Richard: "I have two responses. (1) I'm a 35 year old pervert, thank you very much. And (2)this is a satirical blog that can't be easily 'stumbled on' through search engines and which is intended for friends who understand that its 'voice' is largely a manufactured persona."
Chip: You seem to have scorned the wrong sorostitute this time, my friend.
The comment led us to wonder, however, if we haven't gone too far in offending some of the various "types" around town, from hipsters to artists to kickballers to local fashion bloggers. Checking back through some of our previous talkbacks, we discovered these posts:
Zaguar, local artist: "I spent an entire afternoon with magazines cutting and pasting the heads of Reagans on the bodies of Mike Tysons for my recent collage show and then Chip comes along and calls it 'not art.' Of course it hurts!"
Local kickball star: "Richard often suggests that kickball is not a real sport. Well, toss me another sixer of PBR to the pitcher's mound and let me don my Pooh suit and I'll show him what's what!"
Replay hipster: "Anybody who's spent as much time here as Richard and still has the nerve to critique hipster culture is much more of a hypocrite than a hipster. I mean, for the love of Hamm's, he knows the name of the bartenders!"

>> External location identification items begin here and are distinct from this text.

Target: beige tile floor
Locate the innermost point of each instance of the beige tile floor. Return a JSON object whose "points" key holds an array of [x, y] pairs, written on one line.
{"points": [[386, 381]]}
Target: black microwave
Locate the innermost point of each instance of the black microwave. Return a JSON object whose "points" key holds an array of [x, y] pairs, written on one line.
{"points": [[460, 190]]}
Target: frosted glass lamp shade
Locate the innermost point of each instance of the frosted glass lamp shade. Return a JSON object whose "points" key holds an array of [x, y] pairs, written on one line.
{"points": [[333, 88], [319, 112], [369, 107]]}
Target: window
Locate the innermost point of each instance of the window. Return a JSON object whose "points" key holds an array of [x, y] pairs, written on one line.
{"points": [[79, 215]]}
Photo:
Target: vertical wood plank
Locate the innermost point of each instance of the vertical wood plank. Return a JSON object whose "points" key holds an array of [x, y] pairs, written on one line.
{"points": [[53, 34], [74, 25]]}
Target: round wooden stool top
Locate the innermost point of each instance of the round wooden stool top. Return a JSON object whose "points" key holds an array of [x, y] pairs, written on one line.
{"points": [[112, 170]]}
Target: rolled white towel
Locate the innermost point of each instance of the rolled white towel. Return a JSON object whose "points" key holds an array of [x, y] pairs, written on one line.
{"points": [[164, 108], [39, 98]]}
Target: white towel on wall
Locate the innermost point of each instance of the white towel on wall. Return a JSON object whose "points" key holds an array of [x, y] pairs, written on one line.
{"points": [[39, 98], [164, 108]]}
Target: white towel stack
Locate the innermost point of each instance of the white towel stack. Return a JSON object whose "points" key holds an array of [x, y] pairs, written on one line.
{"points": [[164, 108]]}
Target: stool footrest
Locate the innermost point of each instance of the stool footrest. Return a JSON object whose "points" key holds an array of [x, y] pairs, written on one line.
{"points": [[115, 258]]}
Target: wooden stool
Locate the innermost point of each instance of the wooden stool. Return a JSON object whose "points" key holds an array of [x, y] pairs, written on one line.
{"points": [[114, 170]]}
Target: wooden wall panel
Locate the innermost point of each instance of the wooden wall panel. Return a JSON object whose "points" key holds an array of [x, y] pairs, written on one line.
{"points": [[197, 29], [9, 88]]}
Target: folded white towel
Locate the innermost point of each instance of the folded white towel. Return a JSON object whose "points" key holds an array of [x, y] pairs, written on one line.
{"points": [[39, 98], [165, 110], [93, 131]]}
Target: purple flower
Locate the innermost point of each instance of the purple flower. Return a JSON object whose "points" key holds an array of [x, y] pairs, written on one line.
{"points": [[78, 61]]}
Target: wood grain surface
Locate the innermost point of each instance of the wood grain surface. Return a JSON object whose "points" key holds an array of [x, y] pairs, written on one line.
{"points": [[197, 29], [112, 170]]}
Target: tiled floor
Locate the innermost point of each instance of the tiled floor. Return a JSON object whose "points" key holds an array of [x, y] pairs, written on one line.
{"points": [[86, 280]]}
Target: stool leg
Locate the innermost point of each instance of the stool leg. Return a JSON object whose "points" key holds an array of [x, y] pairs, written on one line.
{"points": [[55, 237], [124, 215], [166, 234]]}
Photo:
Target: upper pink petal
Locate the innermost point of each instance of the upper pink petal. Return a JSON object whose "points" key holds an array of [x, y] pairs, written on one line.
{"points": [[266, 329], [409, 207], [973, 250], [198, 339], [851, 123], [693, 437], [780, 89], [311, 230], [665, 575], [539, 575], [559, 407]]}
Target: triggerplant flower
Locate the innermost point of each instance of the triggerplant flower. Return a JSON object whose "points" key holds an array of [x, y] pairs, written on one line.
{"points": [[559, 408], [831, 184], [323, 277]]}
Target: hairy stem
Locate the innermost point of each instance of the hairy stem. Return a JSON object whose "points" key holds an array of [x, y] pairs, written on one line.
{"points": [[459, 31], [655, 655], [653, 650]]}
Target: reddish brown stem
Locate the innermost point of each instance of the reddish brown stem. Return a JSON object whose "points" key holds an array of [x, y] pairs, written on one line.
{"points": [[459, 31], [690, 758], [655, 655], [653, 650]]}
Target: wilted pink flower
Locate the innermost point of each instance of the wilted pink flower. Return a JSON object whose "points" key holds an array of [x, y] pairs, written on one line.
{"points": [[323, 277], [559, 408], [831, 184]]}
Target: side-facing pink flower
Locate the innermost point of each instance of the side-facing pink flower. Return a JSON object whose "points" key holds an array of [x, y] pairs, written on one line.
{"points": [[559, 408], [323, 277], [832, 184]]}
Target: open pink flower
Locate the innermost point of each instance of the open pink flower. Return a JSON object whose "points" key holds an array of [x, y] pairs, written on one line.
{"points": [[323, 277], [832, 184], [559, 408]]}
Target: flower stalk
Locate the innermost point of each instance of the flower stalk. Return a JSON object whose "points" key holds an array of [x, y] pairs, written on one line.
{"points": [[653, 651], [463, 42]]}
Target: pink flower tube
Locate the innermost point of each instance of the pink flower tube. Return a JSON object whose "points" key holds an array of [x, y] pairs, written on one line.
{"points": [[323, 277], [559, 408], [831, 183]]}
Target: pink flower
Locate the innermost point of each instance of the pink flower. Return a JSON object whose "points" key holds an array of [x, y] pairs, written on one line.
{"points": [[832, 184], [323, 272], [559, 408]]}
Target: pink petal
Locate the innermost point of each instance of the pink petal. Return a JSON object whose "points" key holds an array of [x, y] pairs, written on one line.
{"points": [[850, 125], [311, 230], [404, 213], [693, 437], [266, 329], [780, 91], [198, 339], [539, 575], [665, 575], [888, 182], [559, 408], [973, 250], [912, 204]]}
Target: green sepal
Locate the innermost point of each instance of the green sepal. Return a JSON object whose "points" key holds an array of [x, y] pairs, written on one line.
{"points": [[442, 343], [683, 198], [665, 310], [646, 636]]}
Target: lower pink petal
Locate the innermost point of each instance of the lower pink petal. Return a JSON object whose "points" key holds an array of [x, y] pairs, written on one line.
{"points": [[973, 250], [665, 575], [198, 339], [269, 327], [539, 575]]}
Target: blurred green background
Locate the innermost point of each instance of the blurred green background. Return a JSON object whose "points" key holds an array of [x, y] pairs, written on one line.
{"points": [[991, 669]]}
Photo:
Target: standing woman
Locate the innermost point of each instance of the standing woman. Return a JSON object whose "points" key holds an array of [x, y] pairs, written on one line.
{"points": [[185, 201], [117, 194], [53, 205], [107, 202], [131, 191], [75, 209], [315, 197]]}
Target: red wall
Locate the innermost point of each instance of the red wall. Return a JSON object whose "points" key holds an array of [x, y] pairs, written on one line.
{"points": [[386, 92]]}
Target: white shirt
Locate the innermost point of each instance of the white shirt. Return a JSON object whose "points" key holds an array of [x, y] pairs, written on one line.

Katy Seib.l, fashionista: "Just because I post cute pictures of myself on a public blog and analyze how cute I look does NOT give the boys a right to go around saying that I'm pretty. Now check out this 'delightfully feminine, totally retro and office-appropriate' look.
Loyal LC reader King Tosser will offer a reading from his book Rebels Wit Attitude: Subversive Rock Humorists this evening at the Raven and the boys plan to be there to Chronicle the event (and get sloshed on free wine). Congrats to the Tosser!
Richard: "Yes, congratulations, although I'm more than a little pissed that the guy still hasn't scored his friend a book contract to transform this controversial blog into a bestseller."